By 2018, annual wagers on mobile devices were to exceed approximately $62 billion globally. Games that are free-to-play, while different from traditional online gaming platforms are among today’s highest grossing games on Apple’s App Store. These games differ in their use of in-app purchases and virtual currencies to drive player engagement and build revenue.

Game operators are already dependent on analytics to track player involvement and keep players interested. Loyalty programs have historically managed this by rewarding plaCyers and provide incentives for continuing to play, while still allowing the operator to maximize returns. This requires a lot of decision making and data processing: to accomplish this, physical casinos rely heavily on cameras, sensors, and feedback from dealers to provide the data needed to make these decisions. With IoT and online gaming, much of this process can be automated.

How Will the IoT Impact Online Gaming?

The IoT has the potential to revolutionize online gaming in one of two ways: by bridging the physical gap between the platform and the player, and by integrating online platforms with physical casinos.

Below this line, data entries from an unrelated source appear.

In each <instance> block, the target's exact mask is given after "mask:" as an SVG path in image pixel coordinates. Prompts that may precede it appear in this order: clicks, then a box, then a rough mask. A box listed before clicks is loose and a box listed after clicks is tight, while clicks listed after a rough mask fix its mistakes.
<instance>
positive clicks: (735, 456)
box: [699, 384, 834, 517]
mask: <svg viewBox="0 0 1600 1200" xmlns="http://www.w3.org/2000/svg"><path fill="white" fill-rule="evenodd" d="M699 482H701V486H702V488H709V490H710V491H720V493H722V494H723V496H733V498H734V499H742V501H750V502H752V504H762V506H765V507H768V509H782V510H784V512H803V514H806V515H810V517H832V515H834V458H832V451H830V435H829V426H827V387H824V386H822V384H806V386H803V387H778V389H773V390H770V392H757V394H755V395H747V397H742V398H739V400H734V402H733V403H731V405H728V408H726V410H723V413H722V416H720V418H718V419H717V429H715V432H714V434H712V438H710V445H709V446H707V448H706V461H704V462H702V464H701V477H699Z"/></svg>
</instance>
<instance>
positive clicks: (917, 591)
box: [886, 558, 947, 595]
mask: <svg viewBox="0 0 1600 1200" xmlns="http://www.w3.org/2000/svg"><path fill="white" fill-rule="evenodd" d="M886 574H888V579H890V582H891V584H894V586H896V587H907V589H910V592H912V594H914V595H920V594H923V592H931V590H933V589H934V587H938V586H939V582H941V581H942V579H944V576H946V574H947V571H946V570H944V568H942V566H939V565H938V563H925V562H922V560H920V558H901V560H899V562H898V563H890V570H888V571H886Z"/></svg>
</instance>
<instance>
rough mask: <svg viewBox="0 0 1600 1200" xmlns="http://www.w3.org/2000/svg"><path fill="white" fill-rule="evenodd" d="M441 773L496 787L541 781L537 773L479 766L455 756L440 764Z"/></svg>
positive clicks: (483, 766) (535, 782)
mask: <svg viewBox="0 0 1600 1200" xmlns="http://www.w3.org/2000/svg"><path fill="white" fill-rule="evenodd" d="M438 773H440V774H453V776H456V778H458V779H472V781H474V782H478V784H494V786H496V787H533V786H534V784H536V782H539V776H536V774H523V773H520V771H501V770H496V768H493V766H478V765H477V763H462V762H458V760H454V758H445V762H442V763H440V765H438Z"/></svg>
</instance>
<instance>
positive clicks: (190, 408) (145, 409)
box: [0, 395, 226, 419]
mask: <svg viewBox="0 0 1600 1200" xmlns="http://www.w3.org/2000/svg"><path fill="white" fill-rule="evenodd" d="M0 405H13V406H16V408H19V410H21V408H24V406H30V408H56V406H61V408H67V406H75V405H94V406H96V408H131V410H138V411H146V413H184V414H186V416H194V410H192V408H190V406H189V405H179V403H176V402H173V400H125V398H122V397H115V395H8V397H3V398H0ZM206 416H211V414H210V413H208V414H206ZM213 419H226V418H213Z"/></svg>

Bridging the Gap Between Platform and Player

The IoT is spearheaded in part by the increased use of mobile devices. Smartphones and tablets contain an array of sensors – cameras, accelerometers, touch and pressure sensors, and even heart rate monitors – that mobile apps can tap into to collect and report data about the user’s experience. We’re seeing a new market appear in fitness bands and smartwatches, which communicate with mobile devices to display notifications, track health and activity, and even manage calls and SMS messages right from the user’s wrist.